Em termos de construção, o Palma 2 Pro apresenta um chassis totalmente em plástico, com a traseira em preto a oferecer uma textura muito interessante ao toque, ligeiramente áspera, que ajuda a melhorar a aderência e a transmitir mais segurança ao pegar no dispositivo. Também a moldura e a parte frontal são num plástico preto liso. Esta escolha de materiais contribui para que o Palma 2 Pro seja bastante leve, com apenas 175 g (cerca de mais 5 g do que o Palma 2), tornando-o confortável e ergonómico para ler durante mais tempo, coisa que os meus pulsos agradecem.
E isto nota-se mesmo no uso real. Por exemplo: eu leio muito em pé, em transportes, a andar devagar, ou simplesmente com uma mão ocupada com mala/casaco/vida. Há e-readers ótimos que eu adoro… mas que só me apetece usar no sofá, com calma, como se fossem “um momento”. O Palma, pelo contrário, é aquele dispositivo que não exige que eu mude de posição ou que me organize. Está ali, cabe no bolso, e é só pegar e continuar. E o Palma 2 Pro mantém exatamente esse lado descomplicado.

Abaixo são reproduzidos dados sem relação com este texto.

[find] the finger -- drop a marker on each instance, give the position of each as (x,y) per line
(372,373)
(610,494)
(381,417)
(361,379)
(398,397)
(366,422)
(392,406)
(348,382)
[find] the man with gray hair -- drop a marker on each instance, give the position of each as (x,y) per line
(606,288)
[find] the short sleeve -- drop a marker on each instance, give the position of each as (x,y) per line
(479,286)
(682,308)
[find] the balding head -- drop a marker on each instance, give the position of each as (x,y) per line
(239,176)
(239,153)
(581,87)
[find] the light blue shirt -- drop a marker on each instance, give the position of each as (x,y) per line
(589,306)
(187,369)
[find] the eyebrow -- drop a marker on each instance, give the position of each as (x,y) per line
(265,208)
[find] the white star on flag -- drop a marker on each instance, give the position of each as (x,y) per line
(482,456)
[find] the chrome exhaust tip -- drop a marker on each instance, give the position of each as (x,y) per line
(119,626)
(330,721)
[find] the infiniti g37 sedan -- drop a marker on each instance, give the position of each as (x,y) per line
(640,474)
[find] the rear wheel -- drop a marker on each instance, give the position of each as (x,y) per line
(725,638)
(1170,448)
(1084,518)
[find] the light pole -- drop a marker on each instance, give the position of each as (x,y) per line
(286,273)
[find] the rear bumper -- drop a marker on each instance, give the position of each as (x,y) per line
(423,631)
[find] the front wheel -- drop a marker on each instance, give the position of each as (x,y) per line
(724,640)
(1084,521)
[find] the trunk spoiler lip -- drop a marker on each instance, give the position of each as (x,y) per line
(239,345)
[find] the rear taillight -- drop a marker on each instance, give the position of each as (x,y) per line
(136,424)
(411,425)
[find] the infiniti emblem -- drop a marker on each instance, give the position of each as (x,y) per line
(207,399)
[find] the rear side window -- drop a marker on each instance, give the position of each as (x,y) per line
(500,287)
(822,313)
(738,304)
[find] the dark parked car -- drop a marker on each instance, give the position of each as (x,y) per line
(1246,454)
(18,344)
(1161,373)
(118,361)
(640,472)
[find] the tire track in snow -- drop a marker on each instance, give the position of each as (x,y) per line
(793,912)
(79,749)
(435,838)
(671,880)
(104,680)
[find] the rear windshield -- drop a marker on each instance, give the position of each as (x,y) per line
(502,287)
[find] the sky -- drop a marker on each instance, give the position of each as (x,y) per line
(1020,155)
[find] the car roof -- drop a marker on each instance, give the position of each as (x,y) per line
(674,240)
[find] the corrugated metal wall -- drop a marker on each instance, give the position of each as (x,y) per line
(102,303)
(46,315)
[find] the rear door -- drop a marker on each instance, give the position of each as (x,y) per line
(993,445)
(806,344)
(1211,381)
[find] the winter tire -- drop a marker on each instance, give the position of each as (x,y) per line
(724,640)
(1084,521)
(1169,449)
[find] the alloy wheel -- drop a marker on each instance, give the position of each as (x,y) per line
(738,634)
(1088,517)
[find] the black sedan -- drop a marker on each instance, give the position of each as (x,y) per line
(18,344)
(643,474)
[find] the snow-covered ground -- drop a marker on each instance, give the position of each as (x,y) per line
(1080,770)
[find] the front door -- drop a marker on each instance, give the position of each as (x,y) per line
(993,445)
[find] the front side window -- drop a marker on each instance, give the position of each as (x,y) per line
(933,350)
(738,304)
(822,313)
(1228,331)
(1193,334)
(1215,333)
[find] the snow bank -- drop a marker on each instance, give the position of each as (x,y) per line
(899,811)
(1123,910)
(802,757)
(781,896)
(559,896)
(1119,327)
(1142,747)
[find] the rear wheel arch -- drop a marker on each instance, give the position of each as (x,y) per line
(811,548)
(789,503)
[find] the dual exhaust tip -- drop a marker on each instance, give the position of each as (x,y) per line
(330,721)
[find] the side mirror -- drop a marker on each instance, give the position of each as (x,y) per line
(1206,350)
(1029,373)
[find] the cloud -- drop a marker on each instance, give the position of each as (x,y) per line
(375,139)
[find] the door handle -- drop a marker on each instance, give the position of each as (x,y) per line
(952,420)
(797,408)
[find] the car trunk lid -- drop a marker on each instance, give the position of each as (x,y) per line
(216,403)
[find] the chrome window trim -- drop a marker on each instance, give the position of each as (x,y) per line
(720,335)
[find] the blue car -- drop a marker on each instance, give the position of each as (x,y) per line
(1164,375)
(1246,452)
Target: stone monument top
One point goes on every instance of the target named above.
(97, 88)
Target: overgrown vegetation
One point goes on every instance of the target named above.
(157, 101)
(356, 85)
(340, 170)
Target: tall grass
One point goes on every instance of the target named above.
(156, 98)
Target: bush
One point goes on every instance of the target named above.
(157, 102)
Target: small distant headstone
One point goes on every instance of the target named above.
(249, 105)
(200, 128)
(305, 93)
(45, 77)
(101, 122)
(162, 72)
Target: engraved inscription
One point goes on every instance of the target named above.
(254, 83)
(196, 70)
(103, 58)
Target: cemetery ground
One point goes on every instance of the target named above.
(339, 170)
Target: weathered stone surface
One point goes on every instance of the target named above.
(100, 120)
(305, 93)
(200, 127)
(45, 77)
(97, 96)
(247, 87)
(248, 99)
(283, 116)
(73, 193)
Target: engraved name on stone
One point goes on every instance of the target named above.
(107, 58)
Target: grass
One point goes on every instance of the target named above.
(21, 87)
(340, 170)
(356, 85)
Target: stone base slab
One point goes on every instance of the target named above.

Quando peguei no dispositivo pela primeira vez, a sensação foi de grande familiaridade. O tamanho, o peso e a forma como encaixa na mão são praticamente os mesmos do Palma 2. Aliás, o Palma 2 é praticamente indistinguível em termos de tamanho e peso. A diferença é mesmo ligeira: o Palma 2 Pro é apenas um bocadinho mais espesso e um bocadinho.
Na lateral direita está integrado o sensor de desbloqueio biométrico, que duplica também como botão On/Off, enquanto a lateral esquerda alberga os botões de aumentar e diminuir o volume, que também podem ser usados para virar páginas, acompanhados, mais acima, por um botão inteligente personalizável.
No bordo inferior situam-se as colunas de som, juntamente com um dos microfones, a porta USB-C e a slot híbrida para cartão microSD ou cartão SIM. Existe ainda um segundo microfone no bordo superior. Já na traseira surge uma câmara fotográfica de 16MP com flash.
Gosto desta abordagem cheia de botões e atalhos físicos. Sei que há quem prefira tudo em toque no ecrã, mas eu dou mesmo valor a conseguir virar páginas sem tocar no ecrã (especialmente quando estou a ler com uma mão e não quero estar a ajustar a pega constantemente), e aqui os botões de volume como page-turn funcionam muito bem para isso. O botão inteligente também acaba por ser útil para “forçar” um refresh manual do ecrã quando há mais ghosting, ou para ativar uma função que usamos muitas vezes. Já o botão de desbloqueio biométrico funciona bastante bem, mesmo com a capa posta, e normalmente desbloqueia o ecrã logo na primeira tentativa, o que nem sempre é garantido neste tipo de dispositivos.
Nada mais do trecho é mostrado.